La semana pasada el jefe del Comando Sur, el general John Kelly, dijo en Washington, ante una comisión de la Cámara de Representantes, que los Estados Unidos han perdido influencia en América Latina. ¡Chocolate, por la noticia!
¿Y qué esperaban? Donde les va bien es en Ucrania o en el medio oriente, según se desprende de las novedades que vienen desde aquellas regiones.
Hoy cualquier gobernante que sienta que su popularidad cae apela como antídoto al antimperialismo yanqui. Es lo que hizo el ecuatoriano Rafael Correa, golpeado no hace mucho por unas elecciones municipales y una opinión pública a la que no les escapan algunas cosas de su gobierno, pese al cerrojo que le ha puesto la prensa.
Correa expulsó a 20 agregados militares estadounidenses y pidió a los EE. UU. que cerrara su oficina de cooperación en temas de seguridad en Ecuador.
Es, además, parecido a lo que acaba de hacer Nicolás Maduro, al condenar la injerencia grosera de los Estados Unidos en su promovido diálogo por la paz y la conciliación, auspiciado por la Unasur y el Vaticano. Mientras, en paralelo, continúa con la represión, la tortura y los asesinatos de estudiantes y disidentes y mantiene un importante número de presos políticos, entre ellos al hoy más apoyado líder de la oposición Leopoldo López.
El heredero de Chávez y hombre de los Castro —el burócrata de más alto rango del régimen cubano, como le llaman— anunció que va a denunciar ante la Unasur esta agresión del gobierno de los EE. UU. y la participación directa de funcionarios estadounidenses en la conspiración de los guarimberos.
Aportará pruebas de esto, — ni que hablar—, razón por la cual las apuestas dan por hecho que la Unasur lo apoyará.
¿Alguien quiere apostar a que no? (Y a todo esto, ¿qué se sabe de lo que el Papa Francisco, el que respaldó y alentó las protestas de los jóvenes brasileños, que ha dicho de los jóvenes venezolanos que luchan en la calle por la libertad y contra la dictadura chavista?).

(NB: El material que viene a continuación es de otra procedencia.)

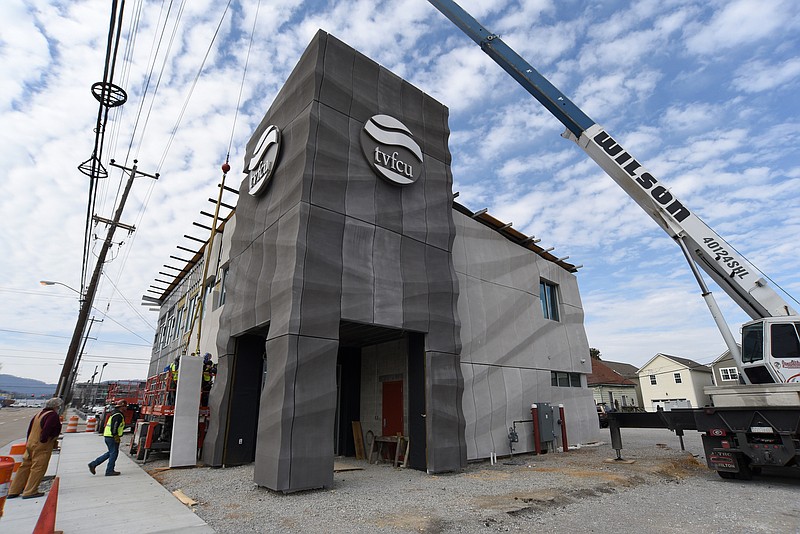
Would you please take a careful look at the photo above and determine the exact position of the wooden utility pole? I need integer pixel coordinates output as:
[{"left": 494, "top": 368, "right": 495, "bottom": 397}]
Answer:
[{"left": 56, "top": 160, "right": 158, "bottom": 401}]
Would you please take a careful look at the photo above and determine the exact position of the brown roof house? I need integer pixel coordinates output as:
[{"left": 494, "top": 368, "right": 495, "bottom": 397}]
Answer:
[
  {"left": 587, "top": 359, "right": 638, "bottom": 411},
  {"left": 604, "top": 360, "right": 644, "bottom": 408}
]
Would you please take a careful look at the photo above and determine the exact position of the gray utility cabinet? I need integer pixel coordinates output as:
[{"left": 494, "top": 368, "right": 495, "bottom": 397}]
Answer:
[{"left": 536, "top": 403, "right": 556, "bottom": 450}]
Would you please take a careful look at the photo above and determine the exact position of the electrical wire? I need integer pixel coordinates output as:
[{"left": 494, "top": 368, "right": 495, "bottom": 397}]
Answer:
[{"left": 157, "top": 0, "right": 235, "bottom": 172}]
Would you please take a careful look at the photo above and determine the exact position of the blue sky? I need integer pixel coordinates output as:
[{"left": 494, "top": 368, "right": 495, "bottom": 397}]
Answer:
[{"left": 1, "top": 0, "right": 798, "bottom": 385}]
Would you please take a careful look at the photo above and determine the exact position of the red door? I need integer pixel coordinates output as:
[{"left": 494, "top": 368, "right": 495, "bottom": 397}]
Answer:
[{"left": 382, "top": 380, "right": 403, "bottom": 436}]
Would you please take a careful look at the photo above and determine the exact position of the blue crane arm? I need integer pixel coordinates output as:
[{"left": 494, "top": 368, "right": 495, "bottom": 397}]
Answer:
[{"left": 427, "top": 0, "right": 594, "bottom": 138}]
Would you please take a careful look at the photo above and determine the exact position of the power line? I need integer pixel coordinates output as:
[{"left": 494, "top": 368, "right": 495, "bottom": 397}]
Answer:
[{"left": 0, "top": 328, "right": 150, "bottom": 347}]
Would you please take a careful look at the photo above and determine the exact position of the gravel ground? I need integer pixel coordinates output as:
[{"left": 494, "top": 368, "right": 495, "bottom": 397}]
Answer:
[{"left": 143, "top": 428, "right": 800, "bottom": 533}]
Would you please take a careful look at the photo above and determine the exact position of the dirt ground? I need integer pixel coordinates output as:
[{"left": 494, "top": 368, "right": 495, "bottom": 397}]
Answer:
[{"left": 140, "top": 430, "right": 734, "bottom": 533}]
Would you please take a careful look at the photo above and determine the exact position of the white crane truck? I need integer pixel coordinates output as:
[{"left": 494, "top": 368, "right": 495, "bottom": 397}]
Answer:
[{"left": 428, "top": 0, "right": 800, "bottom": 479}]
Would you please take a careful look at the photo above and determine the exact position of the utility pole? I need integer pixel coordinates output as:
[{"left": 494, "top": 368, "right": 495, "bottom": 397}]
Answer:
[
  {"left": 64, "top": 316, "right": 101, "bottom": 407},
  {"left": 57, "top": 160, "right": 158, "bottom": 401}
]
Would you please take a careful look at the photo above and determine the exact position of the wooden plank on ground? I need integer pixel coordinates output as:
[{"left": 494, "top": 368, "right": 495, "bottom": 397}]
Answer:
[
  {"left": 333, "top": 462, "right": 364, "bottom": 472},
  {"left": 352, "top": 421, "right": 366, "bottom": 460},
  {"left": 172, "top": 489, "right": 198, "bottom": 507}
]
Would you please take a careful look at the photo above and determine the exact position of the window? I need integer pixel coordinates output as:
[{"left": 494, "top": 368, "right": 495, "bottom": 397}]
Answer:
[
  {"left": 551, "top": 371, "right": 582, "bottom": 387},
  {"left": 742, "top": 323, "right": 764, "bottom": 363},
  {"left": 219, "top": 267, "right": 229, "bottom": 306},
  {"left": 540, "top": 280, "right": 560, "bottom": 321},
  {"left": 649, "top": 374, "right": 657, "bottom": 385},
  {"left": 673, "top": 372, "right": 682, "bottom": 384},
  {"left": 720, "top": 367, "right": 739, "bottom": 381},
  {"left": 771, "top": 322, "right": 800, "bottom": 358}
]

La diplomacia de Estados Unidos tiene una gran habilidad para asistir: las deja picando y solo resta empujar la pelota y gol. Ya hace más de medio siglo William Lederer fue muy elocuente sobre esa característica de la política exterior de los estadounidenses en su libro Una nación de borregos.
Incluso lo dijo antes de que se decretara el embargo, llamado bloqueo por cubanos y sus amigos y testaferros y por oportunistas y distraídos, que tanto le ha significado a los Castros para justificar la crisis continúa, los presos políticos, la represión a la disidencia, y en definitiva, su dictadura. Es que, por ejemplo, se hace difícil creer en las críticas de los EE. UU. al chavismo mientras continúa comprándole petróleo o en la indignaciónde Maduro, que se los sigue vendiendo.
Lo mismo pasa con el discurso de algunos embajadores de ocasión de pose progresista, los que a veces esparrama el Departamento de Estado, y los que ni rozan con sus alabanzas a sus enemigos de siempre —en definitiva es una cuestión entre la democracia y la libertad, por más que le llamen capitalismo y eoliberalismo,
por un lado y el totalitarismo ( léase también fascismo, ver Venezuela) por el otro—, pero sí desilusiona y les hace perder amigos al tiempo que confunde a neutrales y analistas. Estos versos son como las condenas a las torturas, olvidando que sus responsables fueron entrenados y preparados en el Comando Sur, o nada tienen que ver con la dureza y exigencias en las negociaciones con países aliados cuando se trata de acuerdos comerciales o de inversiones . Decididamente ser amigo o hablar bien de los EE. UU. no paga, en cambio,
ser su enemigo y criticarlo y condenarlo da unos réditos tremendos.